L’avenir des décisions prises dépend des suites des travaux qui seront menées dans un cadre coopératif qui reste encore à définir. Selon la directrice du programme climat de l’IDDRI, deux forums potentiels sont actuellement en lice : le Programme de travail sur l’atténuation ou la « Mission 1.5 ». D’autres enceintes permettraient également de prolonger les discussions de la COP28, telles que le Fonds Monétaire International et la Banque mondiale qui pourraient traiter des enjeux d’accès aux financements pour les pays en développement, ou encore l’Organisation Mondiale du Commerce pour la réorientation des flux d’investissements vers les renouvelables (495,4 Md$ en 2022, contre 1100 Md$ alloués aux fossiles).

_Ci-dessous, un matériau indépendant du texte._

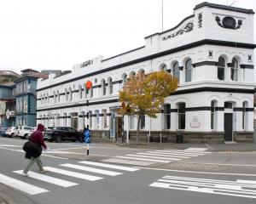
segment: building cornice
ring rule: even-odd
[[[90,76],[95,76],[95,75],[98,75],[98,74],[102,74],[102,73],[108,72],[108,71],[113,71],[113,70],[116,70],[116,69],[119,69],[121,67],[132,65],[134,64],[147,61],[147,60],[153,60],[153,59],[159,58],[159,57],[162,57],[162,56],[165,56],[165,55],[167,55],[167,54],[170,54],[183,51],[183,50],[186,50],[186,49],[189,49],[189,48],[196,48],[198,46],[206,45],[206,44],[226,46],[226,47],[232,47],[232,48],[251,48],[251,49],[253,49],[253,48],[256,48],[256,44],[236,42],[230,42],[230,41],[219,41],[219,40],[204,39],[204,40],[194,42],[191,42],[191,43],[189,43],[189,44],[186,44],[186,45],[179,46],[179,47],[177,47],[177,48],[171,48],[171,49],[168,49],[168,50],[166,50],[166,51],[163,51],[163,52],[160,52],[160,53],[150,54],[150,55],[148,55],[148,56],[145,56],[145,57],[142,57],[142,58],[139,58],[139,59],[137,59],[137,60],[131,60],[131,61],[128,61],[128,62],[125,62],[125,63],[122,63],[122,64],[119,64],[119,65],[109,66],[109,67],[107,67],[103,70],[96,71],[94,71],[94,72],[91,72],[91,73],[89,73],[89,74],[79,76],[75,77],[75,78],[68,79],[68,80],[63,81],[61,82],[52,84],[51,86],[47,86],[47,87],[44,87],[44,88],[38,88],[38,89],[37,89],[37,91],[45,90],[45,89],[48,89],[49,88],[57,87],[59,85],[65,84],[65,83],[67,83],[67,82],[73,82],[74,81],[78,81],[78,80],[80,80],[80,79],[83,79],[83,78],[85,78],[85,77],[90,77]]]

Malgré les critiques, la COP28 aura probablement un impact réel et non négligeable à travers ses implications sur le modèle économique des pays producteurs d’hydrocarbures et des majors. L’accord final fait peser des contraintes (a minima morales) supplémentaires venant s’ajouter à celles successivement mises en place au cours des trente années passées. Afin de pérenniser leur activité, ces acteurs investissent de plus en plus massivement dans la transition énergétique et s’engagent dans une transformation rapide. En témoigne l’exemple de l’Arabie Saoudite, dont la stratégie de diversification économique s’inscrit dans cette perspective. Nous pouvons douter de leur volonté d’agir vite, surtout après l’appel au boycott des pays producteurs pour annuler le mot « sortie ». Mais il n’en demeure pas moins qu’ils ont conscience du caractère fini de leur rente, comme en témoigne la projection d’un pic de demande mondiale de pétrole dès 2028 (105,7 millions de barils par jour, contre 102,2 millions en 2023, soit « le niveau le plus élevé jamais enregistré » d’après un rapport de l’AIE).

Si pour certains la COP28 n’est qu’une énième tentative avortée de sauver la planète, il n’en demeure pas moins qu’elle a apporté des avancées, sur lesquelles nous devons désormais capitaliser. Certes, nous pouvons regretter que les 200 délégations présentes n’aient pas réussi à convenir d’un accord visant à cesser l’usage du charbon, ni à réduire le recours au pétrole et au gaz, ni encore à interdire les nouveaux forages (Cf. « bombes carbone »). Il n’a pas non plus été fait mention des mécanismes de valorisation du carbone, et l’option du CCS laisse craindre que les efforts nécessaires en matière de réduction de la production et de la consommation des combustibles fossiles soient relégués au second plan. Néanmoins, les trois objectifs de transition progressive hors des énergies fossiles, de développement des énergies propres et d’amélioration de l’efficacité énergétique fixés à la COP28 constituent un pas en avant par rapport au statu quo. En outre, la COP28 a ouvert la voie à de nouvelles approches différenciées par secteurs, en vue de bâtir des cercles de confiance propices aux compromis à tous les niveaux.

En somme, la COP28 se solde par un bilan en demi-teinte, mitigé, entre satisfaction pour les uns et déception pour les autres. Nous pouvons faire le choix de voir le verre à moitié plein plutôt qu’à moitié vide.